The annual ASCE Construction Institute Student Days program and competition prides itself on creating real-world scenarios for its attendees.
The thing about the real world though? It can be pretty challenging.
“I’ve never looked at so many drawings of just highways,” laughed Alezandria Barreto Santos, a rising senior civil engineering student at the University of Nevada, Las Vegas, and a 2022 CI Student Days attendee. “But yeah, by nature, I’m a pretty competitive person, so I actually enjoy these types of challenges.”
All those highway drawings paid off for Barreto Santos, as her team, the “Construction Institute Builders,” earned first place in the heavy civil challenge, a centerpiece of the Student Days program.
“It was amazing to meet strangers and then actually work really well as a team,” Barreto Santos said. “We all have the same interests in civil engineering. So that made it really easy to talk to everyone, and we all had a common goal, obviously, with the competition.”
CI Student Days gathers students from all over the country – through an application process – for a four-and-a-half-day program, which included technical and career development sessions presented by members of CI Board and local industry members, an industry panel on career opportunities, speed networking, a team-building scavenger hunt and a technical post-construction tour – all setting up attendees to thrive when they return to school in the fall or enter the construction profession. This year’s event in Charleston, South Carolina, marked the first Student Days in person after two years as a virtual event.
This year’s heavy civil challenge gave the student teams a real-life highway widening project that the South Carolina Department of Transportation worked on. The student teams had to build out complete construction timelines and budgets and present their plans to a panel of judges that included some of the SC DOT engineers who worked on the real project.
“It’s kind of a logistics nightmare because you still have to keep the flow of traffic during construction,” said Barreto Santos. “It’s also surrounded by wetlands, so there were some tricky environmental regulations that you had to abide by.”
The student teams are selected by six team captains who get a list of the attendees’ resumes in advance. So, unlike the ASCE Concrete Canoe Competition or the Student Steel Bridge Competition where the teams represent their schools and prepare for the events throughout the school year, the Student Days teams shake hands at the welcome reception and immediately start working together.

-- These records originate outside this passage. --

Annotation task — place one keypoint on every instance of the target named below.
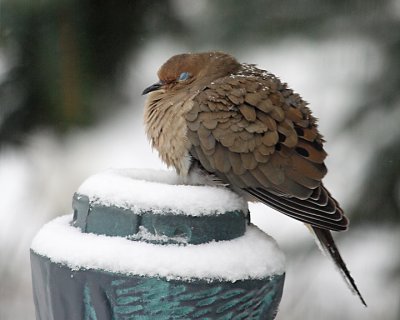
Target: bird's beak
(153, 87)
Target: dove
(243, 127)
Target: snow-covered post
(140, 245)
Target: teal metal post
(66, 291)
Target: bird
(244, 127)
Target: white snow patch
(160, 191)
(255, 255)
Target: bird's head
(193, 70)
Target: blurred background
(71, 77)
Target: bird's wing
(257, 135)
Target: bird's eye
(184, 76)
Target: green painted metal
(93, 294)
(62, 293)
(169, 227)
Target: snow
(255, 255)
(160, 191)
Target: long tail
(328, 245)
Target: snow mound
(161, 191)
(255, 255)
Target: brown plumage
(248, 129)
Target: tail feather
(327, 244)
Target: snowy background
(333, 72)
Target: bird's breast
(167, 130)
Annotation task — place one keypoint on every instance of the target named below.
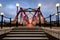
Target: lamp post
(39, 6)
(17, 5)
(57, 16)
(10, 22)
(2, 14)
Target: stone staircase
(26, 34)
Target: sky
(9, 6)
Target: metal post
(50, 21)
(57, 17)
(44, 22)
(10, 22)
(1, 21)
(17, 18)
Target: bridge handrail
(53, 32)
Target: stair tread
(25, 38)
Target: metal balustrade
(53, 32)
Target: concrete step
(26, 29)
(27, 32)
(29, 35)
(25, 38)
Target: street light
(17, 5)
(39, 6)
(2, 14)
(57, 16)
(0, 5)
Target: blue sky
(9, 8)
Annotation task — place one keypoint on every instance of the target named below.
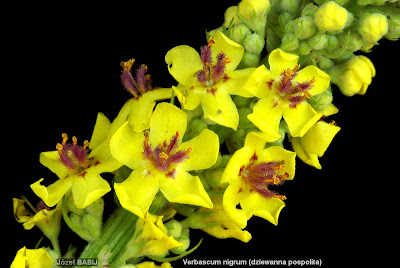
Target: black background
(62, 68)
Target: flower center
(140, 84)
(260, 176)
(73, 156)
(212, 73)
(165, 156)
(290, 90)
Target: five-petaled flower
(283, 91)
(202, 80)
(251, 172)
(78, 170)
(160, 161)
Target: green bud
(373, 27)
(92, 224)
(333, 42)
(289, 42)
(96, 208)
(239, 32)
(290, 6)
(304, 27)
(304, 48)
(182, 249)
(198, 125)
(254, 43)
(218, 162)
(320, 101)
(354, 43)
(283, 19)
(249, 60)
(394, 28)
(225, 159)
(325, 63)
(241, 101)
(174, 228)
(318, 41)
(244, 122)
(309, 10)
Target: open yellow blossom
(154, 233)
(250, 172)
(145, 96)
(78, 170)
(160, 161)
(227, 227)
(32, 258)
(283, 91)
(209, 83)
(317, 139)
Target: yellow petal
(300, 118)
(166, 120)
(321, 81)
(185, 189)
(205, 148)
(52, 193)
(308, 158)
(279, 61)
(318, 138)
(219, 107)
(87, 188)
(232, 196)
(275, 153)
(51, 161)
(267, 116)
(127, 146)
(183, 62)
(100, 131)
(239, 158)
(267, 208)
(137, 192)
(232, 49)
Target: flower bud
(239, 32)
(254, 14)
(230, 16)
(373, 27)
(182, 249)
(357, 77)
(304, 27)
(331, 17)
(174, 228)
(318, 41)
(250, 60)
(309, 10)
(320, 101)
(254, 43)
(394, 28)
(289, 42)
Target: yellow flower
(283, 91)
(317, 140)
(45, 218)
(331, 17)
(209, 83)
(373, 27)
(250, 172)
(227, 227)
(160, 161)
(155, 237)
(77, 170)
(357, 77)
(145, 96)
(32, 258)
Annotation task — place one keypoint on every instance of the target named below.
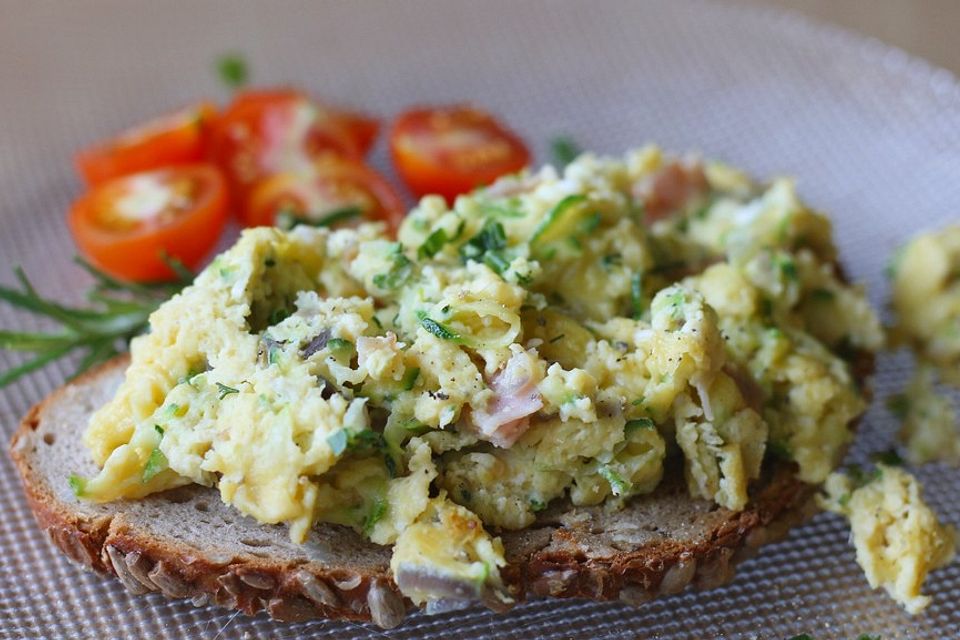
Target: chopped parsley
(410, 378)
(822, 295)
(639, 423)
(337, 441)
(788, 268)
(618, 485)
(488, 246)
(552, 222)
(437, 329)
(401, 268)
(860, 477)
(156, 463)
(890, 457)
(363, 441)
(233, 70)
(780, 449)
(563, 150)
(339, 344)
(434, 243)
(636, 296)
(899, 405)
(610, 260)
(225, 391)
(77, 484)
(287, 219)
(374, 516)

“When assembling the team, I was looking for team members with prior construction industry skills of proposal writing, estimating, takeoffs, safety, environmental, and scheduling experience,” said Andrew Rasas, a rising junior at Cal Poly San Luis Obispo and team captain of the winning Construction Institute Builders. “Every single member of our team had at least one such skill from either prior university classes, internships, or other construction-bidding competitions.
“After the competition, we were told that we had one of the most unified teams. There were many exhausting, sleepless nights while working on this project. However, during the nights when we worked until 3 in the morning, we were all present and no one went to bed early. The mindset of ‘we’re all in this together’ kept team morale high.”
The Student Days program also connects students with younger members, as most of the planning gets done by recent graduates and Student Days alumni.
One such alum is Nathan O’Donnell, a 2019 attendee who now works as a project engineer for the Weitz Company in West Palm Beach, Florida: “From an ASCE competition standpoint, the Student Days program is unique in that it’s run mostly by young professionals. I think that’s one of the highlights that the students really enjoy – they get to learn from people who have recently graduated.
“It’s definitely challenging, but we try to make it as fun as possible and as realistic as possible.”